Pandangan Hana tertuju pada sebuah buku yang terlihat tua. Buku itu berjudul "Magic". Hana membuka halaman pertamanya.
Ada tertulis "Buku ini untuk orang yang ingin keinginannya terkabul."
Hana membacanya lagi.
Jika kau ingin kaya, berhematlah.
Jika kau ingin pintar, belajarlah.
Aku juga tahu itu ~ pikir Hana.
Hana terus membuka buku itu seakan-akan tersihir. Hana akhirnya membuka halaman terakhir. Halaman yang menjadi keinginannya saat ini.
Apa kau ingin orang kau cintai, mencintaimu?
Hana menganggukkan kepalanya. Ia mencintai seseorang sedari dulu. Tetapi orang itu tidak pernah menunjukkan tanda-tanda kalau ia menyukai Hana.
Sesaat sebelum bertemu dengannya, minumlah ramuan ini. Ambil sepuluh cabai. Tambahkan gula, garam dan lada secukupnya. Haluskan. Kemudian dimakan.
Apa!? Sepuluh cabai? Bisa-bisa aku sakit perut.

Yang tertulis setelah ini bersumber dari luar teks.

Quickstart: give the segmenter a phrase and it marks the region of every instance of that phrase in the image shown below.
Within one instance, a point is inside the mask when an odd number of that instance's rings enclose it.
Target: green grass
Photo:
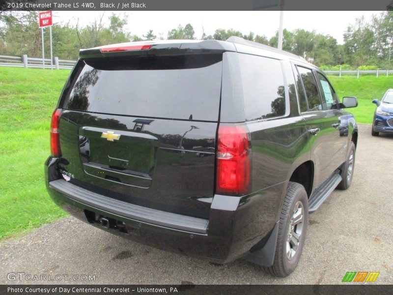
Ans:
[[[65,216],[49,198],[49,125],[69,70],[0,68],[0,238]]]
[[[69,73],[0,67],[0,239],[66,215],[46,192],[44,162],[51,115]],[[393,77],[330,79],[339,97],[358,97],[359,106],[349,110],[361,123],[371,123],[372,98],[393,88]]]
[[[358,123],[372,123],[374,111],[376,106],[371,103],[374,98],[379,100],[389,88],[393,88],[393,76],[361,76],[359,79],[350,77],[329,77],[338,97],[356,96],[359,105],[357,108],[347,109],[353,114]]]

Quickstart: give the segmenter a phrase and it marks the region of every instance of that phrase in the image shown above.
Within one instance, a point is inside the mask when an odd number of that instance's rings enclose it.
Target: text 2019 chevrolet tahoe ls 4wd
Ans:
[[[285,276],[309,212],[351,184],[356,105],[304,59],[238,37],[82,50],[52,117],[47,187],[106,231]]]

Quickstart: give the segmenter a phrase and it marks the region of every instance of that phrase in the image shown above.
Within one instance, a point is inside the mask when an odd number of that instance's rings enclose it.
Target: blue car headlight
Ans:
[[[390,116],[390,113],[388,113],[387,112],[384,112],[379,107],[377,108],[376,114],[377,115],[379,115],[379,116]]]

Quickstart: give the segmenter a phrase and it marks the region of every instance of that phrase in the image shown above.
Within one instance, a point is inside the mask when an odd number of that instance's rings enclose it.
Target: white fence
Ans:
[[[325,74],[338,75],[338,77],[342,77],[343,75],[346,76],[356,76],[359,78],[361,75],[374,75],[378,78],[380,76],[386,76],[393,74],[393,70],[374,70],[373,71],[361,71],[360,70],[346,70],[346,71],[324,71]]]
[[[58,58],[53,58],[52,68],[72,69],[76,60],[59,59]],[[42,59],[40,58],[30,58],[27,55],[22,56],[0,55],[0,66],[16,66],[19,67],[51,68],[51,59],[45,59],[43,64]]]

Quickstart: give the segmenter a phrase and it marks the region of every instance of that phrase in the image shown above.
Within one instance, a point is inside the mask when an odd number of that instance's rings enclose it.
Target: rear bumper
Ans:
[[[255,204],[215,196],[209,219],[141,207],[96,194],[60,179],[58,159],[45,163],[47,190],[55,202],[81,220],[146,245],[225,263],[262,249],[269,265],[274,249],[268,240],[274,220],[255,216]],[[254,220],[253,220],[253,219]],[[272,235],[275,236],[275,235]],[[277,236],[272,237],[275,245]],[[266,266],[270,266],[267,265]]]

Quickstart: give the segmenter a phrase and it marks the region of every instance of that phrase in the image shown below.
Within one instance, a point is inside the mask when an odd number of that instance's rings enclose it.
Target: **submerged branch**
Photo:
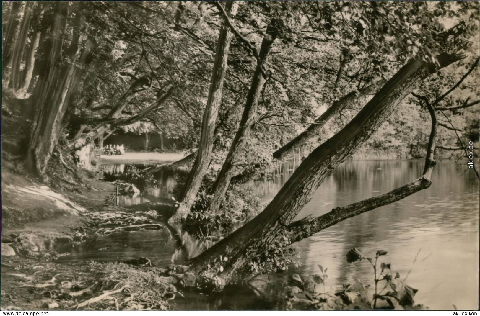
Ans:
[[[432,184],[430,179],[432,171],[433,166],[436,164],[433,159],[433,152],[435,151],[437,118],[435,110],[428,99],[420,96],[417,97],[421,98],[425,102],[432,122],[425,157],[425,168],[422,176],[412,182],[384,194],[370,198],[347,206],[336,208],[328,213],[318,217],[307,217],[292,222],[288,226],[291,243],[300,241],[348,218],[401,200],[430,186]]]

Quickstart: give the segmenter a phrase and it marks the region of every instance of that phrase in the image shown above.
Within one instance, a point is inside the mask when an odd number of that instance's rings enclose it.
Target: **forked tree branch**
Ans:
[[[228,17],[228,14],[225,12],[225,10],[222,6],[222,5],[220,2],[215,2],[214,4],[215,5],[220,11],[220,13],[222,13],[222,16],[223,17],[223,19],[225,20],[225,23],[230,28],[230,31],[235,35],[237,39],[240,41],[243,45],[247,47],[248,49],[250,50],[252,54],[253,54],[253,56],[255,57],[255,59],[257,59],[257,63],[258,65],[262,65],[262,63],[260,59],[260,55],[258,53],[258,51],[257,50],[257,48],[254,46],[252,45],[252,44],[245,38],[243,35],[237,29],[235,25],[232,23],[231,21],[230,20],[230,18]],[[266,78],[268,76],[267,75],[266,71],[265,69],[262,66],[262,74],[263,75],[264,77]]]
[[[326,214],[317,217],[308,217],[291,223],[287,226],[290,244],[310,237],[348,218],[399,200],[430,186],[432,184],[432,180],[430,179],[432,171],[433,166],[436,164],[433,160],[433,152],[435,151],[437,118],[433,107],[428,102],[428,100],[426,100],[426,103],[432,118],[432,124],[425,157],[425,168],[422,176],[412,182],[384,194],[370,198],[347,206],[336,208]]]

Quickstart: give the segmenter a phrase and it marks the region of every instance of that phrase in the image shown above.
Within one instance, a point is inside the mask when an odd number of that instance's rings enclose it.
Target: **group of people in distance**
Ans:
[[[123,155],[125,153],[125,147],[121,145],[107,145],[103,148],[103,152],[108,156]]]

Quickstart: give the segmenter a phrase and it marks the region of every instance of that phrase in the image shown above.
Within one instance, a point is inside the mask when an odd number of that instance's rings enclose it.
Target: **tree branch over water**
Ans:
[[[432,184],[432,172],[436,163],[433,159],[437,118],[433,107],[425,98],[432,118],[432,129],[429,138],[425,165],[422,176],[410,183],[378,197],[370,198],[347,206],[337,207],[318,217],[306,217],[294,222],[288,226],[290,243],[300,241],[348,218],[387,205],[429,187]]]

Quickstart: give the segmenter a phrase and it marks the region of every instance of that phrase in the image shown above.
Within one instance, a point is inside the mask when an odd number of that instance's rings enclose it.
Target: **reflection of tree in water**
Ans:
[[[102,164],[101,169],[104,175],[122,175],[125,171],[125,164]]]

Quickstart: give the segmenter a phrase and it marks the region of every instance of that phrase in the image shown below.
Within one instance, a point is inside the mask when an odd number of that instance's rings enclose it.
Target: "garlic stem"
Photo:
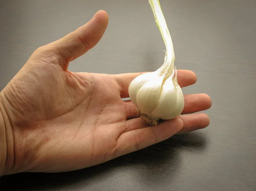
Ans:
[[[172,72],[175,60],[172,40],[159,0],[149,0],[148,1],[154,13],[157,26],[160,31],[166,49],[164,63],[159,70],[170,72],[168,75],[169,76]]]

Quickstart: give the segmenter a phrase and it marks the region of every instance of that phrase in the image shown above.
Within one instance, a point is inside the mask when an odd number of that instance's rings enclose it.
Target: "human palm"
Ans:
[[[106,13],[99,11],[75,31],[40,48],[1,92],[11,124],[7,134],[12,135],[7,137],[6,174],[79,169],[208,125],[209,118],[202,114],[156,126],[144,123],[132,103],[122,99],[129,97],[129,84],[140,73],[68,70],[70,61],[99,40],[108,22]],[[196,80],[190,71],[178,71],[182,87]],[[205,94],[185,98],[183,114],[210,106]]]

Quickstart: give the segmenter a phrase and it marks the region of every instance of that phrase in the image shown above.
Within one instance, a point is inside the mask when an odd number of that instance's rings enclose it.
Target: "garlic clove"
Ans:
[[[154,74],[152,77],[155,76]],[[156,75],[145,83],[137,93],[137,107],[141,111],[150,113],[157,105],[164,76]]]
[[[176,92],[176,100],[175,105],[173,105],[173,109],[172,111],[169,111],[167,115],[165,116],[161,116],[161,119],[163,120],[171,120],[181,114],[181,112],[184,108],[184,100],[183,93],[181,88],[178,83],[177,79],[177,70],[175,66],[174,69],[174,79],[172,80],[173,85],[175,88]]]
[[[157,117],[168,116],[175,110],[177,103],[177,92],[172,81],[173,75],[168,78],[163,84],[157,103],[151,114]]]
[[[141,87],[152,79],[152,73],[146,73],[141,74],[134,79],[130,83],[128,88],[130,99],[136,106],[136,97],[139,90]]]

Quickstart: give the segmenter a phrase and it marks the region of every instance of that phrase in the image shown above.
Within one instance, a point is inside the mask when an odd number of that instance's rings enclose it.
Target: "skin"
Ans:
[[[85,25],[39,48],[0,92],[0,174],[79,169],[209,125],[206,114],[192,114],[210,107],[206,94],[184,95],[182,115],[149,126],[130,100],[121,99],[142,73],[68,70],[96,45],[108,22],[100,11]],[[181,87],[195,83],[193,72],[177,72]]]

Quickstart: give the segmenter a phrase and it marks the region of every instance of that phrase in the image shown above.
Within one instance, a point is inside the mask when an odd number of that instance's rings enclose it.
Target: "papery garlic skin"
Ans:
[[[184,108],[184,97],[177,83],[176,67],[165,81],[163,79],[166,76],[157,74],[154,72],[139,76],[128,88],[137,114],[151,125],[157,125],[160,119],[171,120],[179,116]],[[147,80],[144,80],[144,77]]]
[[[171,35],[159,0],[149,0],[166,51],[164,63],[157,71],[143,74],[130,83],[128,91],[136,106],[137,114],[148,124],[157,125],[180,115],[184,108],[184,96],[177,80],[175,56]]]

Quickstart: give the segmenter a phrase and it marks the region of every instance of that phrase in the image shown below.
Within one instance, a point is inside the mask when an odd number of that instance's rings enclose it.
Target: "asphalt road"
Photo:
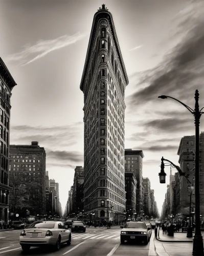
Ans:
[[[147,245],[142,243],[126,242],[121,244],[121,229],[87,228],[85,233],[72,233],[72,244],[61,246],[58,251],[52,248],[46,249],[31,247],[28,252],[21,250],[19,236],[21,230],[0,232],[0,254],[5,256],[21,255],[67,256],[148,256],[153,251],[154,230],[150,242]]]

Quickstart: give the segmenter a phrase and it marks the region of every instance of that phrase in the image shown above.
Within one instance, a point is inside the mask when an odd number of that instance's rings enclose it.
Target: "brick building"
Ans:
[[[128,83],[112,16],[102,5],[94,17],[80,87],[84,102],[84,211],[94,213],[96,220],[124,218]]]
[[[12,212],[25,216],[46,214],[46,161],[44,147],[37,141],[31,145],[10,145],[9,185]]]
[[[10,208],[9,157],[11,91],[16,85],[0,58],[0,220],[7,221]]]
[[[134,173],[137,180],[136,212],[139,216],[143,214],[144,206],[144,191],[142,180],[142,150],[125,150],[125,172]]]
[[[126,219],[133,220],[136,213],[137,180],[133,173],[125,173],[125,187],[126,199]]]
[[[200,161],[199,161],[199,190],[200,214],[201,220],[203,221],[204,216],[204,191],[203,191],[203,166],[204,166],[204,133],[200,134]],[[190,195],[191,186],[194,184],[194,155],[195,136],[187,136],[182,138],[177,154],[179,156],[178,162],[182,170],[188,176],[191,182],[189,183],[184,176],[179,176],[177,173],[174,178],[170,178],[169,187],[169,196],[167,197],[163,204],[163,216],[167,218],[169,215],[173,215],[175,220],[180,219],[187,220],[189,218]],[[172,177],[170,175],[170,177]],[[172,188],[171,188],[172,187]],[[172,195],[172,193],[173,195]],[[172,203],[172,200],[173,202]],[[193,190],[191,199],[192,219],[194,219],[195,206],[195,193]],[[169,208],[169,210],[168,209]]]

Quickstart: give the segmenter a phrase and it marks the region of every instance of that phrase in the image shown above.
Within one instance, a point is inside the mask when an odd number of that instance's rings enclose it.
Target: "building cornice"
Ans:
[[[6,75],[6,76],[5,76]],[[17,83],[14,81],[13,78],[11,73],[7,69],[7,66],[3,61],[2,58],[0,57],[0,76],[2,78],[4,78],[6,80],[6,82],[10,90],[11,90],[15,86],[17,85]]]
[[[88,70],[88,67],[90,63],[90,57],[92,53],[93,47],[95,41],[96,34],[97,32],[97,28],[99,24],[99,21],[101,19],[105,19],[108,23],[110,28],[111,29],[111,34],[113,36],[113,39],[116,46],[116,49],[117,53],[119,57],[119,60],[121,64],[123,73],[126,80],[126,84],[129,83],[128,78],[127,77],[127,72],[125,69],[125,65],[123,62],[123,58],[122,56],[121,52],[120,49],[119,44],[118,42],[118,38],[116,35],[116,29],[114,26],[114,20],[112,14],[109,12],[107,9],[100,10],[96,12],[94,15],[93,19],[93,23],[90,32],[89,40],[88,42],[88,49],[86,53],[86,59],[85,65],[83,71],[82,77],[81,80],[80,88],[81,91],[83,92],[84,84],[85,82],[85,78],[87,76],[87,73]]]

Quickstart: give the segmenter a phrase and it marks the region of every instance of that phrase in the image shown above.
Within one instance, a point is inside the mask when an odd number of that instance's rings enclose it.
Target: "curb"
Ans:
[[[193,240],[161,240],[155,237],[156,239],[160,242],[167,242],[169,243],[193,243]]]
[[[14,228],[8,228],[8,229],[0,229],[0,232],[3,232],[4,231],[9,231],[9,230],[14,230],[17,229],[14,229]]]

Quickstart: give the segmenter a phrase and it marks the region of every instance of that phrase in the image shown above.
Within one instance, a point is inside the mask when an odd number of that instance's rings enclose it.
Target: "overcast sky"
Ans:
[[[142,150],[159,211],[167,185],[161,158],[178,164],[194,117],[166,94],[204,106],[202,0],[0,0],[0,56],[17,83],[12,91],[10,143],[37,141],[49,178],[59,183],[63,210],[74,168],[83,166],[83,94],[79,89],[95,12],[112,13],[129,83],[125,90],[126,148]],[[201,118],[200,131],[204,131]],[[169,181],[169,166],[165,168]],[[173,171],[174,169],[173,169]]]

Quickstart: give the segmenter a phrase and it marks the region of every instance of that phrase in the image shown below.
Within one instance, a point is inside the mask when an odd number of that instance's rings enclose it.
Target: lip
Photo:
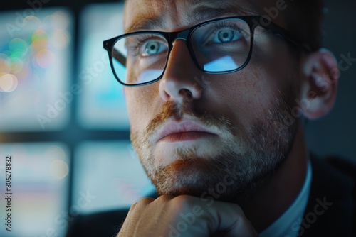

Tapi Hana melakukannya. Demi cintanya. Hana memakan sepuluh cabai sebelum bertemu Lucas, pria pujaannya. Jujur saja, ia kepedesan.
Dan betul dugaan Hana. Ia sakit perut. Di rumah Lucas ia selalu berada di toilet karena mulas. Sampai akhirnya Hana menjadi lemas.
Lucas buru-buru membawa Hana ke rumah sakit. Dan dokter bilang Hana harus di rawat inap selama beberapa hari.
Selama beberapa hari itu Lucas selalu menemani Hana. Dari sana mereka menjadi lebih dekat dan semakin dekat. Sampai akhirnya mereka menjadi sepasang kekasih.
🌹🌹🌹
Note :
Tidak untuk ditiru. Kisah ini hanya rekaan saya saja.